Sissi ha sempre voluto Toni, l’ha voluto dal primo momento che lo ha visto. Perché lui è meglio di noi, è sempre stato migliore di noi. Lui era quello con la maglietta originale del Real e i calzettoni neri abbinati, quello con il colletto della camicia sempre pulito e ottimo in tutte le materie, quello con la testa sulle spalle, quello che è andato fuori dalla classe al posto mio, quello… E Sissi, riesci a immaginarti Sissi? Le sue dita lunghissime sulle spalle di Toni, la leggerezza, un insieme di movimenti che si susseguono con la giusta lentezza e scioltezza, un fluido profumato versato in un bicchiere di cristallo, quel suo dire “non fate i bimbi cattivi”, la luce tutta intorno, questo suo sembrare piccola, il suo sembrare grande, tutto un equilibrio di opposti, ciascuno nell’esatta dose, nemmeno un grammo di più, neanche una briciola in meno e il vento che passa tra i suoi capelli…
Quando Toni se ne va rimane il silenzio e qualcosa di pensante nel cuore, una specie di paura, come quando da bambino rompevo qualcosa dei miei e non capivo a cosa servisse, ma sapevo che era una cosa importante. E mi sentivo in colpa.
Cinque minuti dopo sulla porta d’ingresso si materializza Anna, vestita, si fa per dire, con una minigonna che parte da sotto l’elastico delle mutande.
“Non ci posso credere: chi di voi due si sposa?”
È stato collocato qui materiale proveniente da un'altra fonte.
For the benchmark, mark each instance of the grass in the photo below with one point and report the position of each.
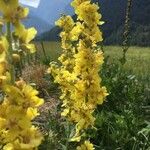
(138, 58)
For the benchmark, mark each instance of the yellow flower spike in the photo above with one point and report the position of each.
(26, 35)
(78, 74)
(86, 146)
(7, 7)
(3, 44)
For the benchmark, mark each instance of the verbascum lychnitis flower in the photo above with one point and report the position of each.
(81, 60)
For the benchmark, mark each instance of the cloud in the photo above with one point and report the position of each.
(32, 3)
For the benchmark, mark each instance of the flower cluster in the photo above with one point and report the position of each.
(16, 113)
(78, 74)
(20, 103)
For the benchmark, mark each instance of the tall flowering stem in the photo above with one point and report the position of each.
(20, 103)
(78, 75)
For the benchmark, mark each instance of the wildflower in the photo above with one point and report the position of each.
(16, 114)
(86, 146)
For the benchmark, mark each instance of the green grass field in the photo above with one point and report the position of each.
(138, 58)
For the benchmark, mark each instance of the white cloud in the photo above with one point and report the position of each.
(32, 3)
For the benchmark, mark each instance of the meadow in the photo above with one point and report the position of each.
(85, 101)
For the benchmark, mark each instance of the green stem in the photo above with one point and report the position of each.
(10, 53)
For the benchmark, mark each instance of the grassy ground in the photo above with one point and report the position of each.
(138, 58)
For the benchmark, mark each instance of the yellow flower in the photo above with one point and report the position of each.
(65, 22)
(87, 12)
(78, 75)
(86, 146)
(7, 7)
(17, 111)
(25, 36)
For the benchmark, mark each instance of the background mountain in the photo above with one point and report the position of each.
(113, 12)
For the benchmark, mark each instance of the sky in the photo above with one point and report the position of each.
(32, 3)
(44, 13)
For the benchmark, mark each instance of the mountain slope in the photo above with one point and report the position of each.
(113, 12)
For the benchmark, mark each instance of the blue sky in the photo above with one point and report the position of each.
(44, 13)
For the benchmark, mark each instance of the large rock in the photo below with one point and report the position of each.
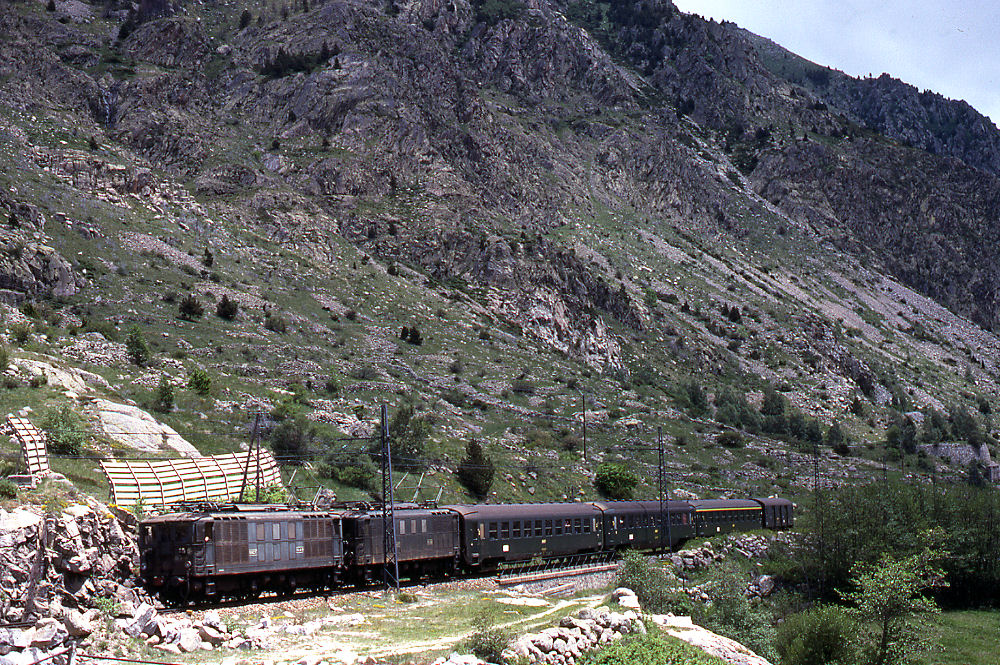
(135, 428)
(78, 624)
(189, 640)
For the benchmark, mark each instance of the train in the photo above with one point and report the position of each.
(238, 551)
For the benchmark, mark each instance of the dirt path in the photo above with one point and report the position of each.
(321, 646)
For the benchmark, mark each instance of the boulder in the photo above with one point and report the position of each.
(189, 640)
(77, 624)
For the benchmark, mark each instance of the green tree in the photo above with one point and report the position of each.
(136, 347)
(408, 435)
(164, 396)
(226, 308)
(199, 381)
(835, 438)
(292, 439)
(475, 471)
(889, 594)
(615, 481)
(190, 308)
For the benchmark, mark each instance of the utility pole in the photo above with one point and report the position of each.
(390, 570)
(664, 496)
(246, 469)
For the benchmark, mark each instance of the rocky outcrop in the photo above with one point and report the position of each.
(566, 643)
(66, 559)
(135, 428)
(728, 650)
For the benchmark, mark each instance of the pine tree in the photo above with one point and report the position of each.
(476, 470)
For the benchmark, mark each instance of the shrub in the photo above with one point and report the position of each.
(269, 494)
(408, 433)
(730, 613)
(199, 381)
(20, 333)
(654, 648)
(730, 440)
(615, 481)
(523, 386)
(275, 323)
(164, 402)
(354, 471)
(476, 471)
(821, 635)
(292, 439)
(650, 583)
(189, 308)
(8, 490)
(136, 346)
(227, 309)
(64, 431)
(489, 640)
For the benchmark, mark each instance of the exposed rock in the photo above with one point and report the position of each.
(135, 428)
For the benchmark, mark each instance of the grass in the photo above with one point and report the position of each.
(964, 638)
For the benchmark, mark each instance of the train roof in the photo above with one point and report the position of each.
(514, 511)
(723, 504)
(641, 506)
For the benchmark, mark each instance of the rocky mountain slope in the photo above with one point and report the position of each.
(568, 200)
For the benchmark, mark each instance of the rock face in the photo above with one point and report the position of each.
(564, 645)
(728, 650)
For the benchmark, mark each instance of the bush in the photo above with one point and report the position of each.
(8, 490)
(650, 583)
(476, 471)
(64, 432)
(615, 481)
(653, 648)
(136, 347)
(489, 640)
(730, 613)
(730, 440)
(20, 333)
(292, 439)
(354, 471)
(269, 494)
(821, 635)
(199, 381)
(227, 309)
(164, 402)
(190, 308)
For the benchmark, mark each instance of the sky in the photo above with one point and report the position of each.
(952, 48)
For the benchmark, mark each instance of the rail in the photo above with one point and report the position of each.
(555, 567)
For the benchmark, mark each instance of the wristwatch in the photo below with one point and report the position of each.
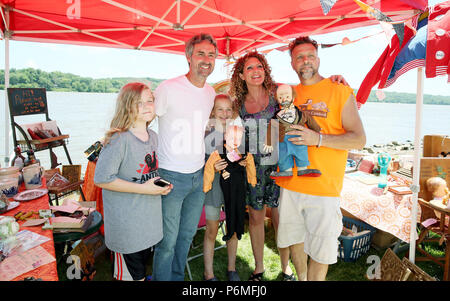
(320, 140)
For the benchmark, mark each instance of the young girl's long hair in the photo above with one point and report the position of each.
(126, 109)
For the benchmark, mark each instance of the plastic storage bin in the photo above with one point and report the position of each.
(351, 248)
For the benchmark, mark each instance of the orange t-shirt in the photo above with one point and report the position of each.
(325, 101)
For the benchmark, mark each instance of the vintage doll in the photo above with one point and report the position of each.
(439, 190)
(232, 180)
(289, 114)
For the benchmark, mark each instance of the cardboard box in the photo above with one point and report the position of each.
(434, 145)
(383, 239)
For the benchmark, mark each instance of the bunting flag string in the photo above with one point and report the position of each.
(399, 28)
(327, 5)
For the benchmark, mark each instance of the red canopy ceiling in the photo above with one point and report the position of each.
(165, 25)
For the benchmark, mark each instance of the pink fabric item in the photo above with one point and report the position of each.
(438, 41)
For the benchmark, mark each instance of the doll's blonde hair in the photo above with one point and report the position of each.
(434, 183)
(126, 110)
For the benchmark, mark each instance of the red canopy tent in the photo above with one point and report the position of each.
(165, 25)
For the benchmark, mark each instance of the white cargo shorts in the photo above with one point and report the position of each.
(313, 220)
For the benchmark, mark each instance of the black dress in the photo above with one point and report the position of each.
(234, 190)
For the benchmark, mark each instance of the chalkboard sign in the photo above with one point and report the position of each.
(27, 101)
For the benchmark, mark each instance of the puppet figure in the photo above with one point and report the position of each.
(240, 164)
(439, 190)
(289, 114)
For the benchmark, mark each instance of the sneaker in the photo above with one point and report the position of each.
(233, 276)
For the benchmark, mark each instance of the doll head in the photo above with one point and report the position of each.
(437, 186)
(285, 95)
(223, 110)
(233, 136)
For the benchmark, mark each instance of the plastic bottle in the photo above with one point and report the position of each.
(18, 160)
(383, 162)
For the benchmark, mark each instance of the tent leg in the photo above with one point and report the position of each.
(6, 100)
(416, 170)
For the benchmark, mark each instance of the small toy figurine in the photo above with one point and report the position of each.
(286, 116)
(439, 190)
(232, 180)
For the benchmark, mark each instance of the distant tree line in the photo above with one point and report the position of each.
(59, 81)
(66, 82)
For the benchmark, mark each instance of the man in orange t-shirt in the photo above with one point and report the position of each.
(310, 217)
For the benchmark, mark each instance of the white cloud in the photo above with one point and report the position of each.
(31, 64)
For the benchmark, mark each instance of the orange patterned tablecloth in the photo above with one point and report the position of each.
(91, 192)
(388, 212)
(47, 272)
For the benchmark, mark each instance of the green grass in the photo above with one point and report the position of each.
(341, 271)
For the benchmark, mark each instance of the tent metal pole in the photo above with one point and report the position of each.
(6, 92)
(416, 170)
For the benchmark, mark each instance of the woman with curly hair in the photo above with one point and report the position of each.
(253, 88)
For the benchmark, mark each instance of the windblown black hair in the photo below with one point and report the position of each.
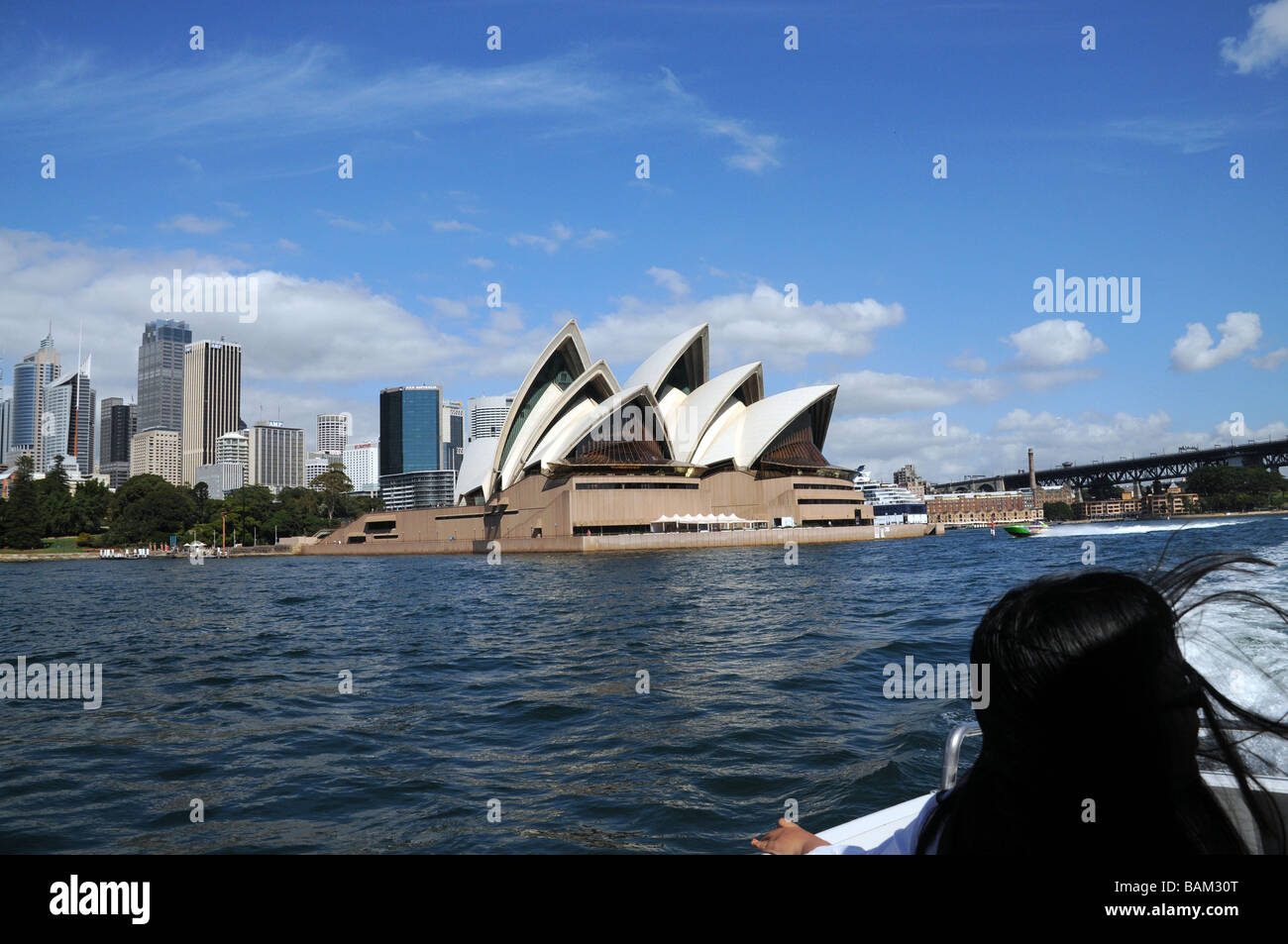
(1091, 728)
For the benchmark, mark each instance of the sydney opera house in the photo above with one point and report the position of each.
(670, 458)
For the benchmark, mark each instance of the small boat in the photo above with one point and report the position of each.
(877, 827)
(1030, 530)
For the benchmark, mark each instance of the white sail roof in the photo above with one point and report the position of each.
(568, 344)
(691, 419)
(658, 365)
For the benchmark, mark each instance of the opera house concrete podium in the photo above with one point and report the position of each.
(673, 458)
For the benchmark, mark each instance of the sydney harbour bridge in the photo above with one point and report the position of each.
(1164, 467)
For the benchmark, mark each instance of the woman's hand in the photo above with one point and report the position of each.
(789, 839)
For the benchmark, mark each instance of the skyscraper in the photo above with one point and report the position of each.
(487, 415)
(158, 452)
(161, 373)
(30, 378)
(411, 449)
(211, 400)
(334, 432)
(116, 428)
(452, 428)
(67, 423)
(410, 426)
(362, 467)
(275, 456)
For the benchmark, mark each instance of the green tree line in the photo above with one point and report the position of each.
(147, 509)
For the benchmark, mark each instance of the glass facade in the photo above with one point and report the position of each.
(410, 432)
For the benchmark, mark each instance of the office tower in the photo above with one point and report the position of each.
(67, 424)
(487, 415)
(275, 455)
(158, 452)
(235, 447)
(334, 432)
(211, 400)
(222, 478)
(362, 467)
(411, 449)
(116, 426)
(452, 426)
(408, 429)
(30, 378)
(5, 425)
(161, 373)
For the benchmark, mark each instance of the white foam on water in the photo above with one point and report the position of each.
(1112, 528)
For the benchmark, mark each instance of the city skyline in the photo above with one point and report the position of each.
(917, 295)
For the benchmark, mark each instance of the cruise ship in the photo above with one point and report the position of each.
(890, 504)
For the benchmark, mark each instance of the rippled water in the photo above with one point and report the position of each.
(518, 682)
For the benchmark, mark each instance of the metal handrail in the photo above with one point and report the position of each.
(953, 750)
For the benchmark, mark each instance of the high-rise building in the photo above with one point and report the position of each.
(411, 443)
(30, 378)
(334, 432)
(425, 488)
(275, 455)
(211, 400)
(5, 425)
(161, 356)
(487, 415)
(158, 452)
(235, 447)
(362, 467)
(67, 423)
(116, 426)
(222, 478)
(452, 426)
(408, 429)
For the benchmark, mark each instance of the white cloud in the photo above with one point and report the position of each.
(1271, 361)
(1196, 352)
(450, 307)
(745, 326)
(1265, 48)
(559, 235)
(1055, 343)
(310, 336)
(755, 151)
(188, 223)
(970, 365)
(356, 226)
(872, 393)
(670, 279)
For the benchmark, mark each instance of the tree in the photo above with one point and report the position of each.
(333, 488)
(56, 513)
(149, 509)
(89, 505)
(22, 510)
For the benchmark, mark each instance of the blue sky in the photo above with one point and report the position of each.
(767, 166)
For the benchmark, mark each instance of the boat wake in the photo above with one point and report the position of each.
(1113, 528)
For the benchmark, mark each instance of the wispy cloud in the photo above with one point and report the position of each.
(1265, 48)
(196, 226)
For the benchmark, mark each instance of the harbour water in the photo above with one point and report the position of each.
(519, 682)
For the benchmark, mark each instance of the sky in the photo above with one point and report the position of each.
(912, 168)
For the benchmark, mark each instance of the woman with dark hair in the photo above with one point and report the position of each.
(1091, 730)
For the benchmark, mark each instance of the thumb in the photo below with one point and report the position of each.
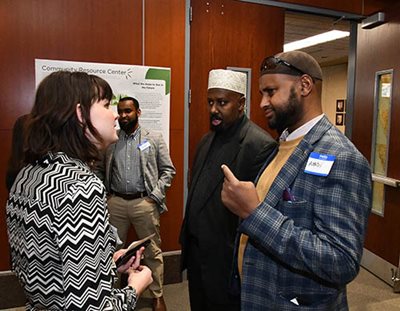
(228, 173)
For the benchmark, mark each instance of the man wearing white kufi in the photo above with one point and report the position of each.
(209, 229)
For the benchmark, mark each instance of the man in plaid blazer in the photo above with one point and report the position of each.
(303, 227)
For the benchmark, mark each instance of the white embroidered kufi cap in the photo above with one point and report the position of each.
(228, 80)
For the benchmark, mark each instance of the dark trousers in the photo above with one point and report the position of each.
(197, 289)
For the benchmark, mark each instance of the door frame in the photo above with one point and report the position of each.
(376, 265)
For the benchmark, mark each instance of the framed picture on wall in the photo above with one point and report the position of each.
(339, 119)
(340, 103)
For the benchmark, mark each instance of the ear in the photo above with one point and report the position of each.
(307, 84)
(78, 111)
(242, 103)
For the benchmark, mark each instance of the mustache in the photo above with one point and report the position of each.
(215, 117)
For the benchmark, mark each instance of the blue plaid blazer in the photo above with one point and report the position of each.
(310, 248)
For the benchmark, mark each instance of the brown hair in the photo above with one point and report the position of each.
(54, 125)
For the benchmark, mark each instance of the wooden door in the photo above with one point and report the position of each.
(377, 53)
(228, 33)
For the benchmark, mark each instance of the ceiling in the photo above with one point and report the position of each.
(299, 26)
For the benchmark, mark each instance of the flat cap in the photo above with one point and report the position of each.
(228, 80)
(292, 63)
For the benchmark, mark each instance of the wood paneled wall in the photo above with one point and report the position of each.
(95, 31)
(381, 46)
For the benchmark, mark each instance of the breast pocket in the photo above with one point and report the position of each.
(299, 211)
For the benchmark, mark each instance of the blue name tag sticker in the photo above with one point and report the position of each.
(319, 164)
(144, 145)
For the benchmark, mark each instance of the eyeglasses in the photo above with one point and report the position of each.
(271, 62)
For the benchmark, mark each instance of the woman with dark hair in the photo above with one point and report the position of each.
(62, 245)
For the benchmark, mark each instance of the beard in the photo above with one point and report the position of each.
(216, 123)
(128, 126)
(287, 115)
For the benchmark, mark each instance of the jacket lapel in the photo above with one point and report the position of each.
(295, 162)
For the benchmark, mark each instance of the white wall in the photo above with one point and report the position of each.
(334, 87)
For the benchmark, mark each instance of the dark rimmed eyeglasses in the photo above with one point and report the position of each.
(271, 62)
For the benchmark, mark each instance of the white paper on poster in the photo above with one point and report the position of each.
(149, 85)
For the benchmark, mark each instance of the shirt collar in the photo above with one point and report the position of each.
(301, 131)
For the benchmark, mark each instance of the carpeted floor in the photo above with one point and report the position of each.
(365, 293)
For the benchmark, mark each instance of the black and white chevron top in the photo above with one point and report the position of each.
(60, 238)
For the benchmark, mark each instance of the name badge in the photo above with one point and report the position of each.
(319, 164)
(144, 145)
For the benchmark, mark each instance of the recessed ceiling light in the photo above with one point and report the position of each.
(314, 40)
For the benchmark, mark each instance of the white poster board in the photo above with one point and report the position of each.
(149, 85)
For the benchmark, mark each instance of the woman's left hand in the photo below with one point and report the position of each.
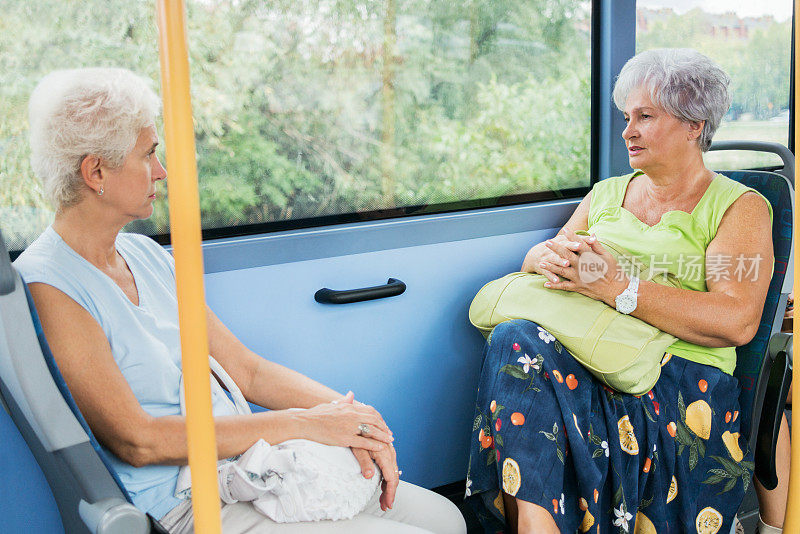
(386, 459)
(590, 270)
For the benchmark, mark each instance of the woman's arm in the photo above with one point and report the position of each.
(540, 252)
(262, 382)
(84, 358)
(729, 313)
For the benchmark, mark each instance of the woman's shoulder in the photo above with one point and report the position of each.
(146, 250)
(608, 194)
(725, 193)
(40, 256)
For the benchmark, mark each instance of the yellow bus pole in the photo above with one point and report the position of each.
(184, 216)
(791, 522)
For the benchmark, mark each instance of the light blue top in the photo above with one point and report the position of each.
(144, 339)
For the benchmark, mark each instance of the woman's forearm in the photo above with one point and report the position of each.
(277, 387)
(710, 319)
(162, 440)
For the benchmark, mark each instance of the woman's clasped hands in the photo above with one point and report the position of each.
(578, 263)
(348, 423)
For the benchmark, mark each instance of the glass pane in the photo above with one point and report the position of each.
(752, 42)
(311, 108)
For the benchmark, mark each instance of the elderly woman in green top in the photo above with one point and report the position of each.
(559, 451)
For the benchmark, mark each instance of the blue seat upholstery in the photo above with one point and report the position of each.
(88, 495)
(26, 502)
(62, 387)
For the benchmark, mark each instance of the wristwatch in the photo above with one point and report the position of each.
(626, 301)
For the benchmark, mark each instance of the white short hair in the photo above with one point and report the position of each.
(77, 112)
(683, 82)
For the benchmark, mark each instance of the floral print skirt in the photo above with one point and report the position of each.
(547, 432)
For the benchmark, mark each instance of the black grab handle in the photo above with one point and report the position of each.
(392, 288)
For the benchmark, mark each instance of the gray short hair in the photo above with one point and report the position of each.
(683, 82)
(74, 113)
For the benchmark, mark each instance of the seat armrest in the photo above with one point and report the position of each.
(780, 352)
(114, 516)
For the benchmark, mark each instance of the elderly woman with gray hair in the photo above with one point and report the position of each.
(108, 307)
(555, 450)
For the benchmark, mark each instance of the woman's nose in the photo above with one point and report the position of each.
(629, 131)
(159, 172)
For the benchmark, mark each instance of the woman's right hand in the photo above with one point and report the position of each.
(339, 423)
(541, 253)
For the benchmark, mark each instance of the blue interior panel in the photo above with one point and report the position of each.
(26, 503)
(415, 357)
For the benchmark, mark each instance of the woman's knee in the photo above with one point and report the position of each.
(427, 510)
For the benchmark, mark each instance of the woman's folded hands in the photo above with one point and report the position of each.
(348, 423)
(580, 263)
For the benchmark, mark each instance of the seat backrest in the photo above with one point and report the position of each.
(89, 496)
(750, 358)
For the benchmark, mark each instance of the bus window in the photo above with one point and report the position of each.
(314, 112)
(752, 42)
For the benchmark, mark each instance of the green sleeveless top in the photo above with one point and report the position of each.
(677, 243)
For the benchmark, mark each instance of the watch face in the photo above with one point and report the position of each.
(625, 303)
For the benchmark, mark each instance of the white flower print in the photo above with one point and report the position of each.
(545, 336)
(623, 516)
(528, 363)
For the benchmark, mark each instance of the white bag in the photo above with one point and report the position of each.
(297, 480)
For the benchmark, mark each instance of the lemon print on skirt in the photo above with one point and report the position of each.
(698, 418)
(673, 490)
(627, 439)
(512, 479)
(643, 525)
(588, 522)
(709, 521)
(732, 442)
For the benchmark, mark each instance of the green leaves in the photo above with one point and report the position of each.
(514, 370)
(729, 473)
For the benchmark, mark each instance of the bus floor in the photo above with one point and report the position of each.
(748, 511)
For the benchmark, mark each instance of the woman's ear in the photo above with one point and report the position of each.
(695, 129)
(91, 172)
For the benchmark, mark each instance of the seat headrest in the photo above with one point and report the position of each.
(6, 271)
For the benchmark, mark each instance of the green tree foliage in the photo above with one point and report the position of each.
(757, 63)
(487, 98)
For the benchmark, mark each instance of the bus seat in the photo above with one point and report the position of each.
(26, 502)
(88, 495)
(763, 365)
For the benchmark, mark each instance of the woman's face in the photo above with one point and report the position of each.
(131, 188)
(655, 139)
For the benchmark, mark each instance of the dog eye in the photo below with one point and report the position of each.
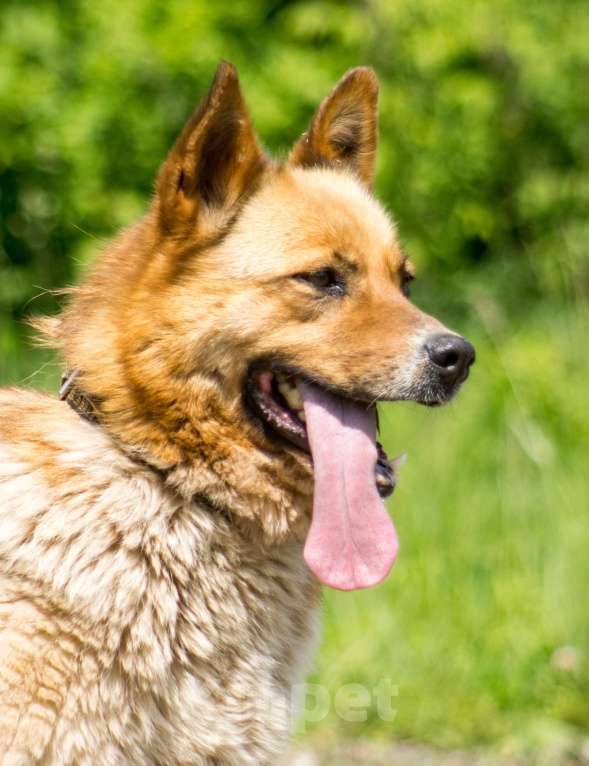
(406, 279)
(327, 280)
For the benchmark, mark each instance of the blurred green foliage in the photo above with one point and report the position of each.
(483, 160)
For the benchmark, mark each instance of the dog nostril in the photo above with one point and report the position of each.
(451, 354)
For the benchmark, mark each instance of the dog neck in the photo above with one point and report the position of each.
(277, 517)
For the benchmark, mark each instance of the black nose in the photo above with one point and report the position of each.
(452, 356)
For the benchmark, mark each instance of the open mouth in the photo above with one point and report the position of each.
(275, 396)
(352, 542)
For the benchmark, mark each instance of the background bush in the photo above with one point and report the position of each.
(483, 159)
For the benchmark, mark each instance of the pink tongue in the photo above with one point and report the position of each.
(352, 542)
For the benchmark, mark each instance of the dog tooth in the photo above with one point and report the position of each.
(291, 395)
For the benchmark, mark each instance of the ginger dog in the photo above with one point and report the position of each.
(164, 537)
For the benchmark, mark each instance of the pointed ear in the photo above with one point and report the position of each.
(215, 160)
(343, 132)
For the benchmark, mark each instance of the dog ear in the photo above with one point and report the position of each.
(343, 132)
(213, 162)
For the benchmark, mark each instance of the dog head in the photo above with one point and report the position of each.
(248, 281)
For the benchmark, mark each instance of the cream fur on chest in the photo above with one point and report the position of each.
(135, 628)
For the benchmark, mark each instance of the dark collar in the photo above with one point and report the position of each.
(86, 406)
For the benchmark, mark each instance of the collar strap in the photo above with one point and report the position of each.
(87, 408)
(81, 402)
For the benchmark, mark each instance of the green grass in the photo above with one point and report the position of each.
(492, 513)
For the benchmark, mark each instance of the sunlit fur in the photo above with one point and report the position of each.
(155, 607)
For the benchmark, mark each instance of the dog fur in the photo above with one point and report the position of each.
(155, 607)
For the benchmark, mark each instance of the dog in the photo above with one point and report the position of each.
(163, 538)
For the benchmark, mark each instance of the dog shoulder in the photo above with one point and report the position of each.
(73, 509)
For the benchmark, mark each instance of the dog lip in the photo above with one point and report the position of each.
(268, 406)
Io e Roccia ci guardiamo in silenzio.
“Nere” dice lui, “4 a 3, ho vinto”.
Dunque, caro Curzio, la bontà non è roba per tutti. È solo una questione di purezza, di predisposizione, è come essere alti, o mancini, o averci l’orecchio per la musica. Certe cose, se non ce le hai, non te le puoi inventare. Quindi è meglio non ostinarsi a voler fare del bene se non ci si è portati, qualcuno potrebbe andarci di mezzo.